We have in the past entered into various related party transactions. Each of these transactions is described in Note 13 to our Annual Report on Form 10-K for the year ended December 31, 2011.

Liquidity

As of March 31, 2012, the Company had unrestricted cash of approximately $3.3 million, and a working capital deficiency of approximately $58 thousand.  However, included in current liabilities are approximately $0.7 million of liabilities associated with subsidiaries we closed in 2001 and 2002 that were not guaranteed by us and that we believe we will not be required to pay.  We believe that we have sufficient funds to operate the business and meet our commitments and obligations over the next twelve months ending March 31, 2013.

Over the next twelve months ended March 31, 2013, the Company expects to achieve positive operating cash flows from its SigComm business.  In addition, the Company expects to realize cash inflows from:

 
(i) 
the release of an escrow related to the sale of its SARBE business,

 
(ii) 
U.K. value-added tax refunds, and

 
(iii) 
funds held in escrow from the sale of Destron.

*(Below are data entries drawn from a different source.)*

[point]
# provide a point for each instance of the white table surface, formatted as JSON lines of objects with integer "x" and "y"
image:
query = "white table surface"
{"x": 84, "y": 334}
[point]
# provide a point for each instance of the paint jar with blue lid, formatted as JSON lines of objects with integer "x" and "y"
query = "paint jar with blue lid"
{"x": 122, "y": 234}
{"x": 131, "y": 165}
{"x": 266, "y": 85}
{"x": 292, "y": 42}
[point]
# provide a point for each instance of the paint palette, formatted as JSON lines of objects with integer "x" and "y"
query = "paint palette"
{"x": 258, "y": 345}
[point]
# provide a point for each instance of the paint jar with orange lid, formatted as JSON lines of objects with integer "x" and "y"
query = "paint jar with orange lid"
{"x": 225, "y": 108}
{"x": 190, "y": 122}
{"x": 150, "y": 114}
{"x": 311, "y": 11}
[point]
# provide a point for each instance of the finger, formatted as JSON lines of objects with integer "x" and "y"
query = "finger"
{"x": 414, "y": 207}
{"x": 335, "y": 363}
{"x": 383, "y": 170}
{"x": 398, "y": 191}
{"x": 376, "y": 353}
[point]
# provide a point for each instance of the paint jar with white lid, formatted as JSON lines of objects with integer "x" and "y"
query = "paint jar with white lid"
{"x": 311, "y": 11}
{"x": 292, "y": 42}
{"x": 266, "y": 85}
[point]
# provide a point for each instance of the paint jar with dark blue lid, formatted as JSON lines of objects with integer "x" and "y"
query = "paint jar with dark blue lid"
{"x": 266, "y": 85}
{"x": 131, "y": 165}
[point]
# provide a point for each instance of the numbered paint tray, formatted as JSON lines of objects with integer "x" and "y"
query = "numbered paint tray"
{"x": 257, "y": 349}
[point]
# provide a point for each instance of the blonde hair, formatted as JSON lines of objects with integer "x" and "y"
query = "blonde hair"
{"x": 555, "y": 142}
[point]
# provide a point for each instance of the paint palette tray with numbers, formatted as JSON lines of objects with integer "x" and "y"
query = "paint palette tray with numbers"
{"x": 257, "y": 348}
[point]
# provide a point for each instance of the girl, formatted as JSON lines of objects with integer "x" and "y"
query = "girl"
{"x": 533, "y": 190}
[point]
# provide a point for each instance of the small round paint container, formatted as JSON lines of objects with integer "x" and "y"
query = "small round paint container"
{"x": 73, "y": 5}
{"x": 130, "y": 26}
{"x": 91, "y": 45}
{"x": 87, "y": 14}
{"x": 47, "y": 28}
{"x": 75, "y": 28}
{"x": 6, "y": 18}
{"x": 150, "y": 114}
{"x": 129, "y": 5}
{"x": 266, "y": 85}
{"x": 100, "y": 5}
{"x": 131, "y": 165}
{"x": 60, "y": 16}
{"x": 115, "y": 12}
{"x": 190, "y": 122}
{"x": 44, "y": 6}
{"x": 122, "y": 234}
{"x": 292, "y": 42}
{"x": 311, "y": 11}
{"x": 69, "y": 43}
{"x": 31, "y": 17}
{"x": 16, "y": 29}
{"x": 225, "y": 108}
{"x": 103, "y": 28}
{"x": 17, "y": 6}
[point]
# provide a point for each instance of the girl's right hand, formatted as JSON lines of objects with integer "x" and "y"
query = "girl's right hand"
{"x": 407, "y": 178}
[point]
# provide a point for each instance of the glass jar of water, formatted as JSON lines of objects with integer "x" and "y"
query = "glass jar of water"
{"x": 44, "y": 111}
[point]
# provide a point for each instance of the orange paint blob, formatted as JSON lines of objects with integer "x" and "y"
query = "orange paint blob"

The Company expects that with the funds on hand and these expected cash inflows, it will have sufficient funds to cover its corporate and U.K. overhead for the next twelve months, to pay the expected amounts due to the MOD related to the PELS contract termination, any obligations that the Company may be required to pay under the Thamesmead lease, and pay down the accounts payable and accrued liabilities.